There’s no consensus on the refugee issue either in the EU or Western Europe, including Germany itself. German Minister of the Interior Thomas de Maizière and Social Democrat Vice-Chancellor Sigmar Gabriel have intimated several times that countries opposing refugee quotas might see their EU support cut. Gabriel reiterated his threat last Friday, saying that countries that do not subscribe to European values like charity and solidarity should not expect constant financial support.
On Sunday, the same idea was expressed by French President François Hollande. On the other hand, the Christian Social Union of Bavaria, sister party to the German Christian Democrats, invited Hungarian Prime Minister Viktor Orbán to their meeting. One could hardly imagine a more straightforward slap for Merkel and the policy of her government. Merkel herself has been less outspoken on the refugee issue, but on Tuesday she reiterated the need for a consensus rather than making decisions by a majority vote.
The Western countries are not entirely blameless in this drama. A number of dubious decisions have been made over the years. Several million refugees have been living in camps in Turkey, Lebanon and Jordan for several years now. These countries have not had adequate resources to ensure decent conditions for the refugees. Support from rich Western governments for those countries has been appallingly meagre. Life in refugee camps has been near unbearable, so little wonder that the refugees set off for the land of dreams, Germany, at the first opportunity. Europe’s frugality will cost it dearly. My guess is that accommodating Syrians in Western Europe costs 5-7 times more than in Turkey.
Most refugees now travel to Europe via Turkey. Without Turkey’s cooperation we cannot expect to manage the flow. But why should Turkey help the West, after the EU has been keeping its door shut for over twenty years? Turkey has yet to meet all accession criteria, but there are countries in the EU that are categorically opposed to Turkey’s membership. Germany is one of them.
Last year, Merkel turned down Recep Tayyip Erdoğan’s request to support Turkey’s efforts to join the EU. When running for the European Commission presidency, both Martin Schulz and Jean-Claude Juncker declared that Turkey would not be accepted into the EU during their term. Now this trio of politicians will have to ask Ankara for help.

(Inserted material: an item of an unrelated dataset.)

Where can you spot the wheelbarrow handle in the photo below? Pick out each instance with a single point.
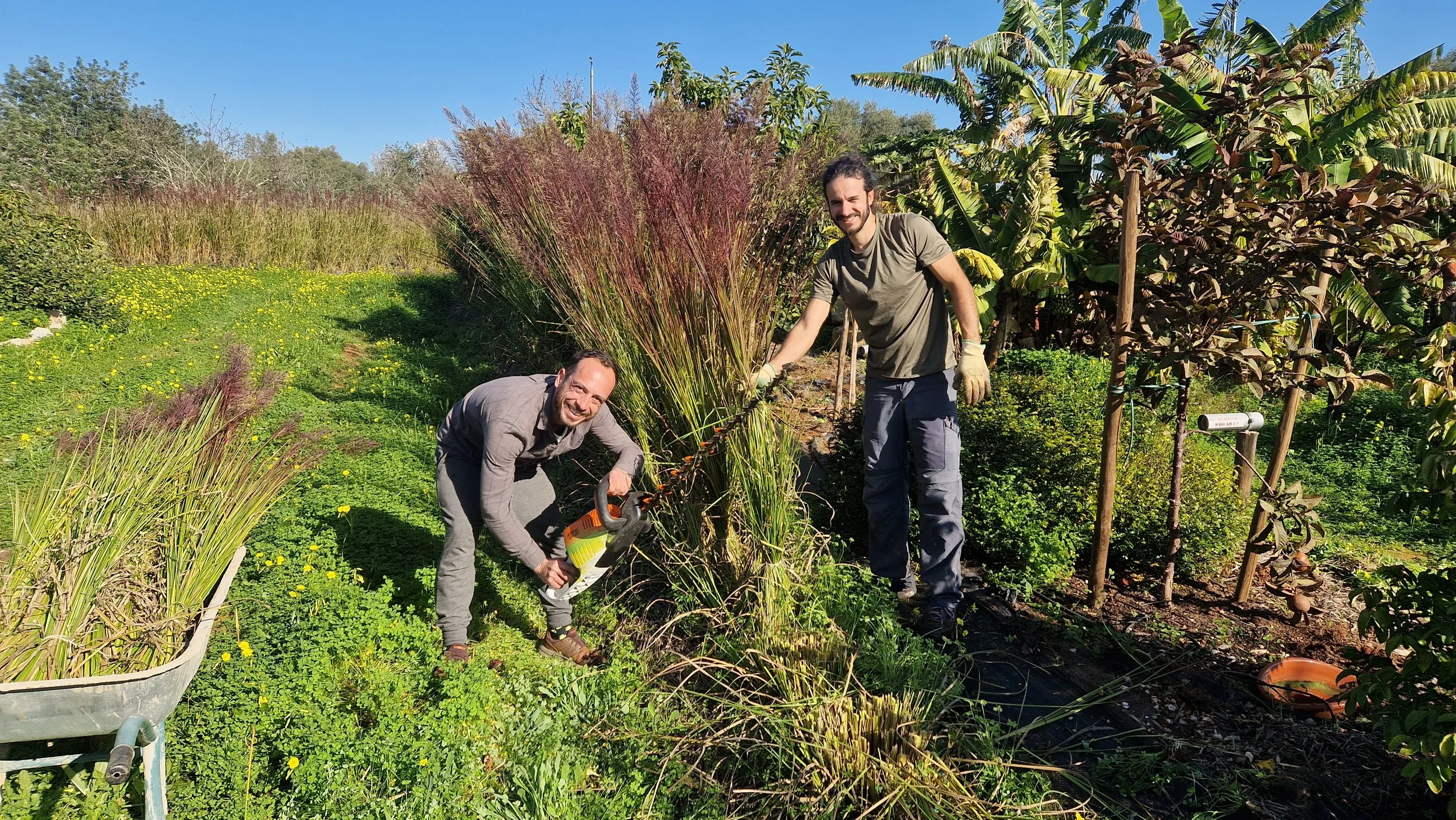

Before Turkey became the gateway to the EU, many migrants had been travelling to Europe in boats from Libya. Libya became a failed state only after NATO countries had organized an offensive, in violation of the letter and the spirit of a UN resolution, overthrowing Muammar Gaddafi and contributing to his death.
The refugee crisis is the biggest challenge for the EU in its entire history. We need decisions and we need them fast. But we must not give in to pressure from panicking German politicians to introduce mandatory quotas that would significantly violate national sovereignty.
Especially since the quota system is likely to be ineffective. Some EU countries can simply stall matters, even refuse to accept refugees. Sanctioning them will be difficult. There’s only a very slight chance that refugees will stay in the countries they are assigned to. The pull from rich Western European countries is so strong that they can hardly be expected to stay put in countries they have no desire to live in. It is even more difficult to imagine them being forcefully deported from Germany or Sweden to Lithuania or Hungary.
So why rush to impose an arrangement resented by many countries which will likely fail to achieve what it’s designed for? However, while we resist mandatory quotas, we must bear in mind how important the EU is to Lithuania and how much worse life would be for everyone without the EU.